I’m glad they are there, we don’t need help fighting the police, we need help fighting the trolls and all of their childish dangerous behavior. I hope they install cameras on every street corner, street light and alley in OB.


unwashedwallmartThong March 23, 2019 at 4:29 pm

And who shall watch the watchers, Sam? Someone sane? Perhaps Son of Sam.


sealintheSelkirks March 23, 2019 at 7:05 pm

Sam seems to have a serious problem with what he calls ‘trolls’ as his use of this term has cropped up before in Rag comments. Unfortunately he doesn’t seem to understand that ‘trolls’ are not just those homeless people in dirty clothes begging for money he dislikes but also clean-cut smiling people in $50000 suits that ruin the financial lives of millions of fellow citizens for their own benefit and laugh about it, and who also easily lie a country into committing war crimes and mass murder against other countries and suffer no consequences.
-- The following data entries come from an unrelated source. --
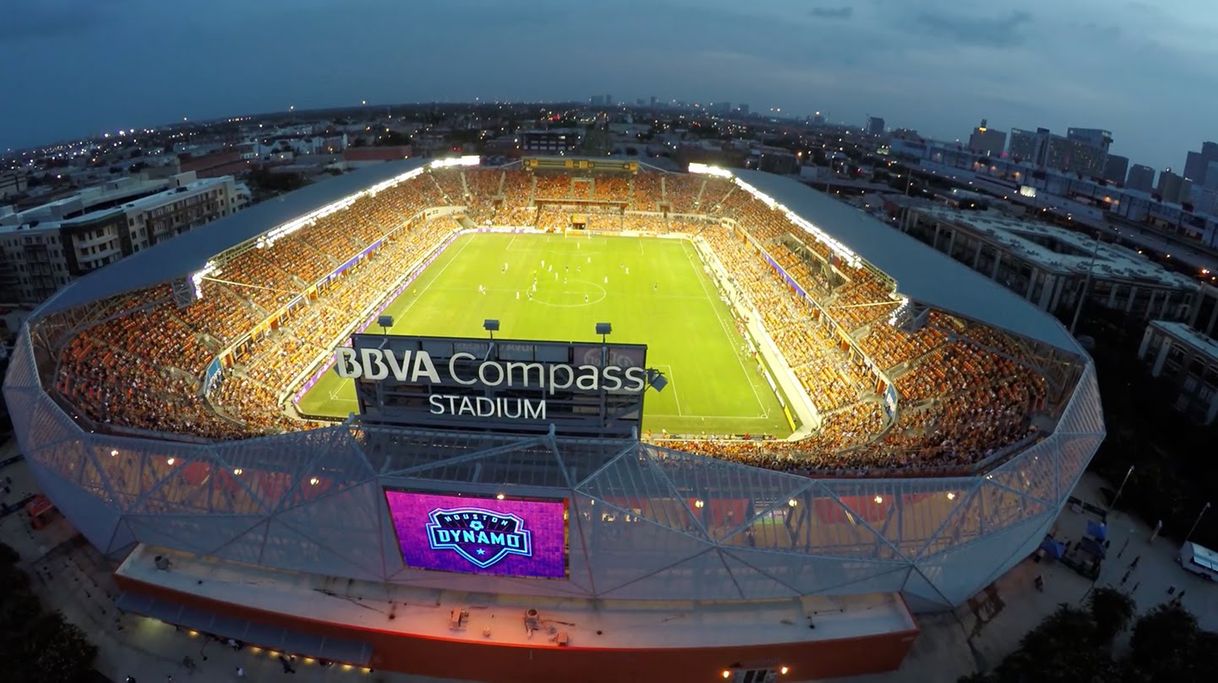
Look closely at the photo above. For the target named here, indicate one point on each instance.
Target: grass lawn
(654, 291)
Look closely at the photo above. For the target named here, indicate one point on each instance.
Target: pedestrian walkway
(71, 576)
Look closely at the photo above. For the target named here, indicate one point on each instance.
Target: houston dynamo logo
(481, 537)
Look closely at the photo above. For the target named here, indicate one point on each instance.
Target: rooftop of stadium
(911, 362)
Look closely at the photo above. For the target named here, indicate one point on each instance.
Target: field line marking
(736, 353)
(402, 313)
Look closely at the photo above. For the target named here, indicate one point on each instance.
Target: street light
(1196, 521)
(1121, 488)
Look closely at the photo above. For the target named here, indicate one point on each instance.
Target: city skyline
(938, 67)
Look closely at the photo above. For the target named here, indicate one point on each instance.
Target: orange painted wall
(580, 661)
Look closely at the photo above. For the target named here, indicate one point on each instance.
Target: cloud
(49, 18)
(993, 32)
(832, 12)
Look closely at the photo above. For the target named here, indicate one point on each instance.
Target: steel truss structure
(644, 522)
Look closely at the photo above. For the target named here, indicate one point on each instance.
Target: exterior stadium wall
(482, 660)
(313, 502)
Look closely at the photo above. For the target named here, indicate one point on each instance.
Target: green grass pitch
(653, 290)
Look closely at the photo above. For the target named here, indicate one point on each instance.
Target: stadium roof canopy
(922, 274)
(189, 252)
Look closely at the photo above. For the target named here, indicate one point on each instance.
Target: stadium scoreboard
(579, 388)
(579, 163)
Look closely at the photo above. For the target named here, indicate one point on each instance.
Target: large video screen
(475, 535)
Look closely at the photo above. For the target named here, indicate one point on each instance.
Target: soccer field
(654, 291)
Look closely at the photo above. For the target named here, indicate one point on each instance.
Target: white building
(1186, 360)
(1051, 267)
(44, 247)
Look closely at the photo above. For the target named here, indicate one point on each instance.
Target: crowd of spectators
(274, 311)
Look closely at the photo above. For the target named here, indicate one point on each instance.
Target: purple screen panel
(475, 535)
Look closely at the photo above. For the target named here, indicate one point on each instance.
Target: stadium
(834, 426)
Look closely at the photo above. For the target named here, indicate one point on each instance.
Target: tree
(1111, 611)
(1062, 648)
(1167, 645)
(37, 645)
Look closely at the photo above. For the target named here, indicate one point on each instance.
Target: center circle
(571, 294)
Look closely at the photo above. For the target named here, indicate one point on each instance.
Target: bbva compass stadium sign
(575, 387)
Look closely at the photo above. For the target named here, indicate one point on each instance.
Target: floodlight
(657, 379)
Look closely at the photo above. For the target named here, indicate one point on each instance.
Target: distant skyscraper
(1094, 136)
(1140, 178)
(987, 141)
(1116, 168)
(1076, 156)
(1197, 163)
(1172, 186)
(1029, 146)
(1211, 175)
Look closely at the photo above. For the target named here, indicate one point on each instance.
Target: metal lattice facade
(646, 522)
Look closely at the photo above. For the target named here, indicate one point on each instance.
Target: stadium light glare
(468, 160)
(707, 169)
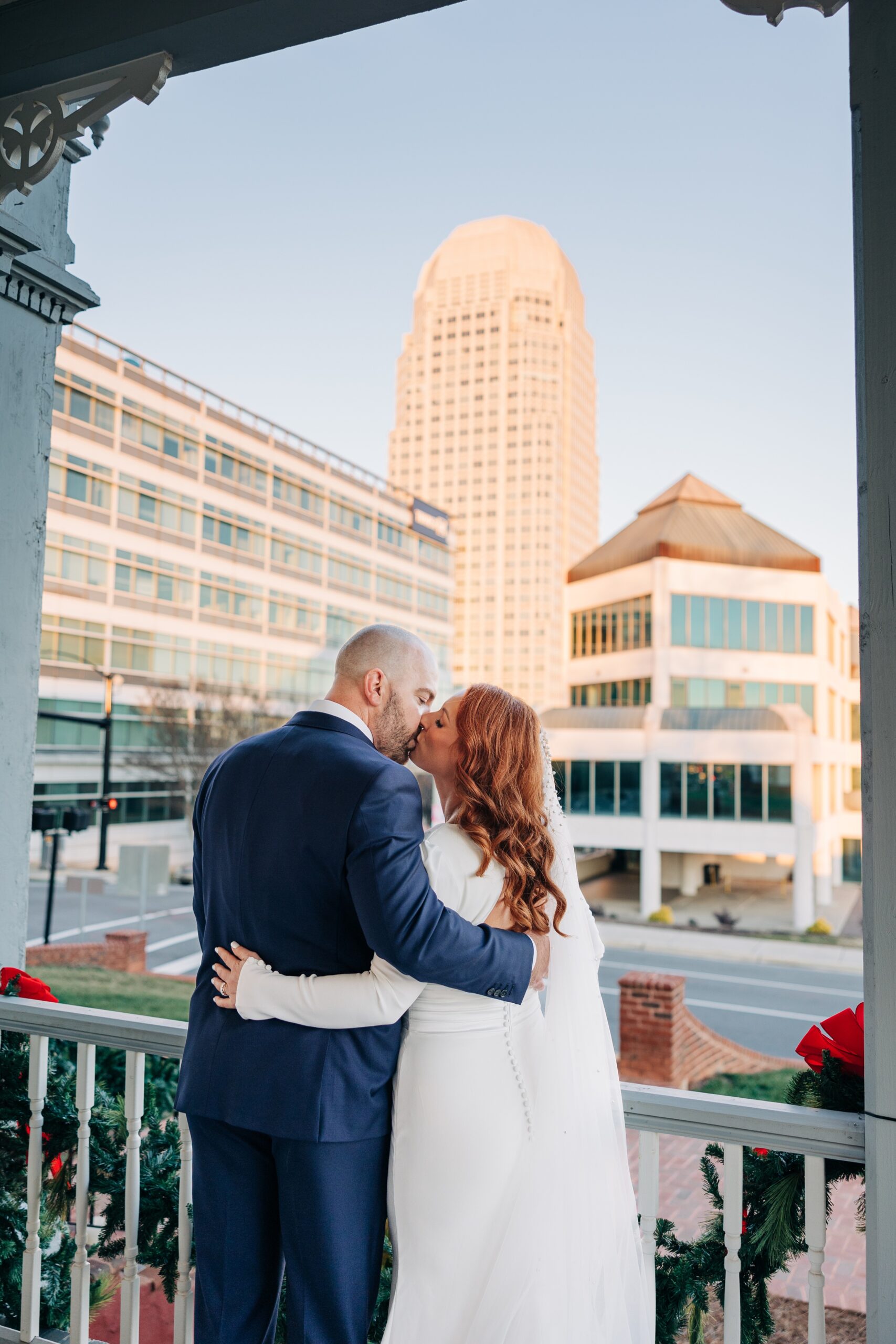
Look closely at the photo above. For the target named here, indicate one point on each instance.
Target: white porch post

He also seems to have a serious problem with a lack of historical knowledge of totalitarian police states and how they form. Or how easy it is to become homeless in a country where half the working population is living paycheck to paycheck dreading a broken car or injury/sickness.

That certainly sounds like classic troll mentality to me but that, of course, is just my opinion.



Sam March 24, 2019 at 9:41 pm

Oh Seal, so quaint! My issue is not with people who are legitimately homeless, my issue is with the trustafarian thug drug addicts and other able bodied people who, rather than find a job, aggressively panhandle and threaten people at the end of Newport, making an otherwise beautiful seaside town a dystopian nightmare.

These people shouldn’t be able to congregate down there just because they feel like they have some sort of god given right to just plop down wherever they happen to be and then call it home. Living in vans and using the sidewalks and alleyways as their personal toilets.

These people are not entitled to live wherever they please, just because they think it would be nice. Its a real shame that this community is so welcoming to such a bunch of dirtbags, it only encourages more to come and hang out.

I understand why you don’t like my point of view, but I’ve got news for you, OB is going to continue to gentrify at an “alarming” rate and with any luck we’ll be rid of these ruffians in the next 10 years or so.


TrollExposer April 14, 2021 at 8:39 pm

Yeah bro homelessness and living on the street is on its way out! In your suburban wet dream maybe… The lack of clue that you possess is frightening.
Much like our prison system they are a reflection of society as a whole the society that you consider yourself an exemplary member of no doubt.